Why is Russia joining a battle it knows it cannot win? Will it eventually use its veto in the Security Council on Kosova? Because even the use of the veto would signal Russia’s defeat on the battle for Kosova. The process of Kosova’s internationally-recognized independence would be different—and slightly longer—in the case of a Russina veto yet, as it has been made clear by the US and Britain, it would be unstoppable. Hence, the chances of a Russian veto are small because in diplomatic terms a Russian veto would be identical to Primakov’s Atlantic turnaround on March 25th, 1999. In both cases, the means do not fit the end goal.
It is much more likely that Russia is trying to postpone Kosova’s independence and raise its profile in the international arena rather instead of positioning itself against the other great powers because of some nebulous pan-Slavic feeling or injured national pride. Diplomacy and war have much in common and just as no general would enter a battle he knew that he could not win, so would a diplomat refuse to engage in actions which bring no benefits.
Moreover, this is not the Russia of nothing to lose and everything to prove of 1999. Russia is now back as one of the world powers with full rights in the club. Its strength has little to do with size, democracy or liberalism but everything to do with natural gas and the pressure the Kremlin is applying on its old subordinate republics and on Europe. Lately, the Baltic states are even trying to come together to face the comeback of the Russian bear on one hand and European “indifference” on the other—an obligatory indifference perhaps through which Europe guarantees its natural gas supplies. Therefore, Russia has no need to prove its worth through Kosova anymore. Even then, after the tension cooled as the bombardment wore on beyond all expectations, Russia became part of the solution in Kosova through its special envoy Chernomyrdin.
The dynamics of the powers’ position on Kosova provide a good illustration of the nature of the international system at present. All the arguments against independence in the UN Security Council have nothing to do with the state of affairs in Kosova but are closely connected to the global realpolitik interests of the powers. In the case of the EU, Kosova is serving as an incentive to formulate a coherent Common Foreign and Security Policy. For several EU members, the common position is taking precedence over their reading of the consequences that independence would have for other regions away from the Balkans .
Of all the anti-independence arguments, only Russia’s uses the proxy approach. But, according to our argument above, such an approach does not benefit Russia’s interests. This is why the Russian approach may be temporary and may change as the final countdown begins.
On the other hand, Serbia’s enthusiastic acceptance of the proxy country position does not say anything commendable about its political elite at the moment.
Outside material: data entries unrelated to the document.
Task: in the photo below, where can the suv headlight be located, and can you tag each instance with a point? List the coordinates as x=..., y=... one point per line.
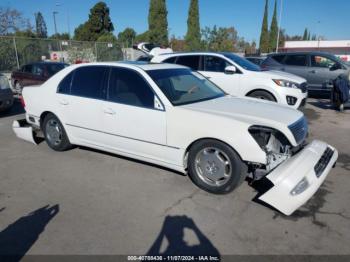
x=285, y=83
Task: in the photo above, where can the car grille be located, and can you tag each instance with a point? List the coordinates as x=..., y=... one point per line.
x=299, y=130
x=303, y=87
x=323, y=162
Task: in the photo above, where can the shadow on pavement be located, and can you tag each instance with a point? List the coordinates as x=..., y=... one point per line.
x=173, y=231
x=19, y=237
x=16, y=109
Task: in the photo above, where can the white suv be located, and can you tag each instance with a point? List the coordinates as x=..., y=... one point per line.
x=239, y=77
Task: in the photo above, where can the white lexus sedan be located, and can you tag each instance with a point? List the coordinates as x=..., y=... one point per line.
x=172, y=116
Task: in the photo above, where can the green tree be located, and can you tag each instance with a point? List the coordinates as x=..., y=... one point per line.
x=306, y=34
x=220, y=39
x=264, y=37
x=127, y=37
x=158, y=22
x=273, y=29
x=107, y=37
x=144, y=37
x=11, y=20
x=63, y=36
x=40, y=26
x=99, y=23
x=193, y=36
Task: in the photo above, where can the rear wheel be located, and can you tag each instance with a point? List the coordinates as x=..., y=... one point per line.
x=215, y=167
x=262, y=95
x=55, y=135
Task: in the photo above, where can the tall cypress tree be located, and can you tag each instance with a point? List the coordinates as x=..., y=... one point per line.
x=305, y=36
x=98, y=24
x=273, y=29
x=40, y=26
x=193, y=36
x=158, y=22
x=264, y=37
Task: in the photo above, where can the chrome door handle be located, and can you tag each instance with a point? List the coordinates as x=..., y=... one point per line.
x=64, y=102
x=108, y=111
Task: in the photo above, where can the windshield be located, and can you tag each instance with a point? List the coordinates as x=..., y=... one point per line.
x=4, y=83
x=183, y=86
x=242, y=62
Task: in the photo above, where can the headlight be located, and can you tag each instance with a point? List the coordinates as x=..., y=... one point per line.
x=285, y=83
x=300, y=187
x=262, y=135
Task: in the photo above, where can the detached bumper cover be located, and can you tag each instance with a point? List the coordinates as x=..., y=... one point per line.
x=306, y=171
x=24, y=131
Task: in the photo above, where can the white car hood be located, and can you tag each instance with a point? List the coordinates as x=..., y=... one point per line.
x=249, y=110
x=280, y=75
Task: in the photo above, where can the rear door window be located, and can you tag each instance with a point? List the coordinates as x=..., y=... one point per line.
x=215, y=64
x=296, y=60
x=321, y=61
x=278, y=58
x=37, y=70
x=170, y=60
x=89, y=81
x=128, y=87
x=28, y=69
x=192, y=61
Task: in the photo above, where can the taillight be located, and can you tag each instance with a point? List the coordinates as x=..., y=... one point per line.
x=22, y=101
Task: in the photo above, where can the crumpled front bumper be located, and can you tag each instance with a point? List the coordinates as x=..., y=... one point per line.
x=300, y=170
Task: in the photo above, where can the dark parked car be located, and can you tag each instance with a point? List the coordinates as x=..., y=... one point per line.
x=319, y=69
x=258, y=60
x=35, y=74
x=6, y=95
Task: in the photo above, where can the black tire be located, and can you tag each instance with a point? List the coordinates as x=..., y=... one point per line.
x=262, y=95
x=61, y=144
x=238, y=168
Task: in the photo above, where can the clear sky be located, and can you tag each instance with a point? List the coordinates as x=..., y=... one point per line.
x=329, y=18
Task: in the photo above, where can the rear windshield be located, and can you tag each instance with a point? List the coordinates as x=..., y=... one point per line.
x=183, y=86
x=244, y=63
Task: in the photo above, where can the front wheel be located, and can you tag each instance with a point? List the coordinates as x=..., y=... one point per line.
x=55, y=135
x=215, y=167
x=262, y=95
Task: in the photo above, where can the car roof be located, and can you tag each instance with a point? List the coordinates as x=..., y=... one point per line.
x=195, y=53
x=144, y=65
x=302, y=53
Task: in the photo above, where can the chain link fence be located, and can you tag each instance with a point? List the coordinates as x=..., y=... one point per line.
x=18, y=51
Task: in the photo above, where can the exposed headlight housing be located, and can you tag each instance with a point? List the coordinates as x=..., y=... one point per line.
x=300, y=187
x=273, y=143
x=285, y=83
x=262, y=135
x=4, y=83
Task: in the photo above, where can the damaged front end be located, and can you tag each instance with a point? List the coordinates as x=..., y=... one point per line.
x=291, y=175
x=274, y=144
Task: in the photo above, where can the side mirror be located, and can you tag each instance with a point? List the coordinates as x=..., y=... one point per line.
x=157, y=104
x=336, y=66
x=230, y=70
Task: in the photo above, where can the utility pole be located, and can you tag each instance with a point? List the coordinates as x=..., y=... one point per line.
x=279, y=26
x=54, y=20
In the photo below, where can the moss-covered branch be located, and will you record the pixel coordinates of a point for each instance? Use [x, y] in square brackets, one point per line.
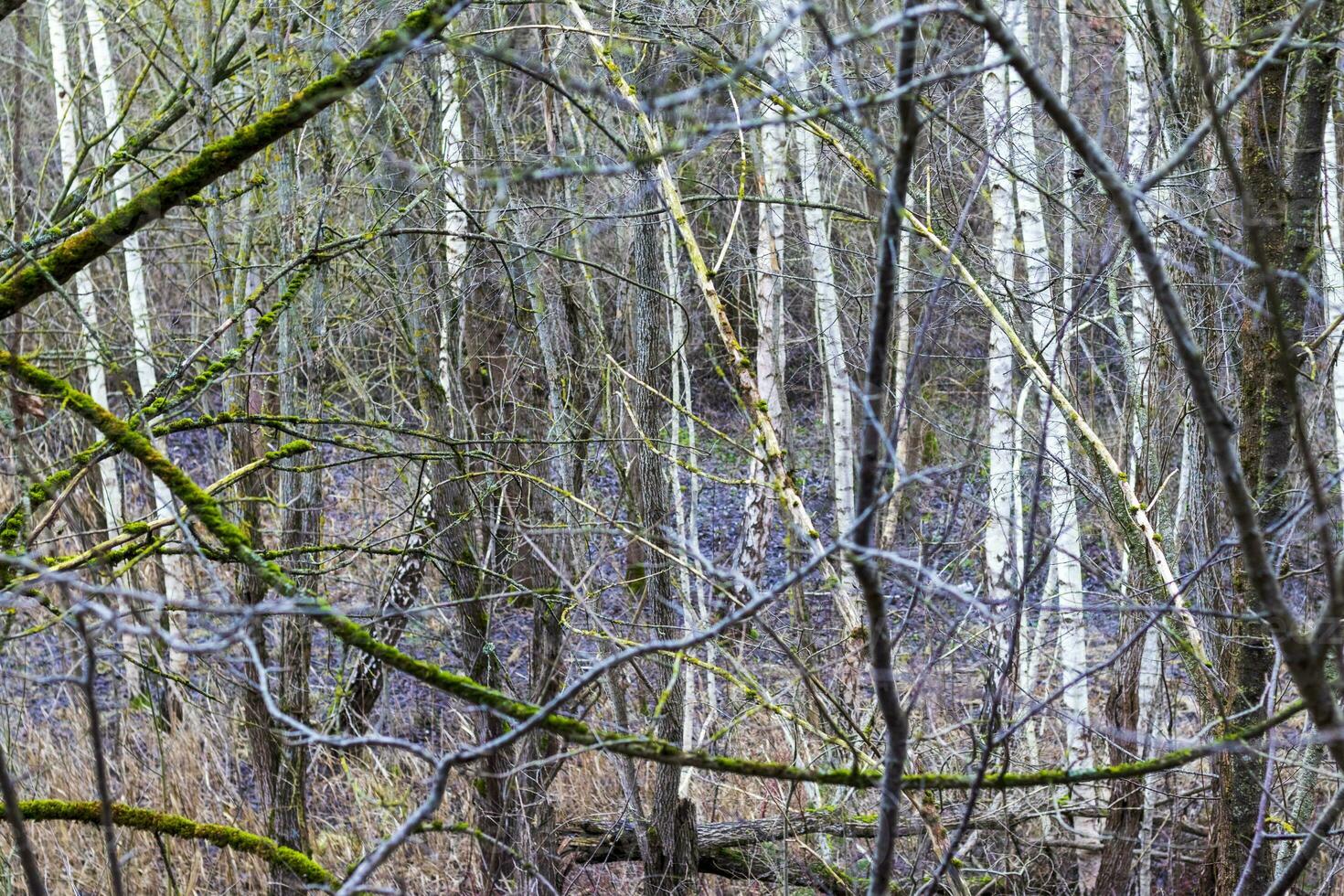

Although the proxy alliance is not supported by a small number of Serb academics, the Serb government and most of its political parties have thrown their weight behind it in order to salvage whatever is possible of Serbia’s de jure sovereignty over Kosova. Such a strange alliance for such a proud elite cannot produce stable long term solutions. And the region in general and Serbia in particular is in desperate need of solving the Kosova problem once and for all.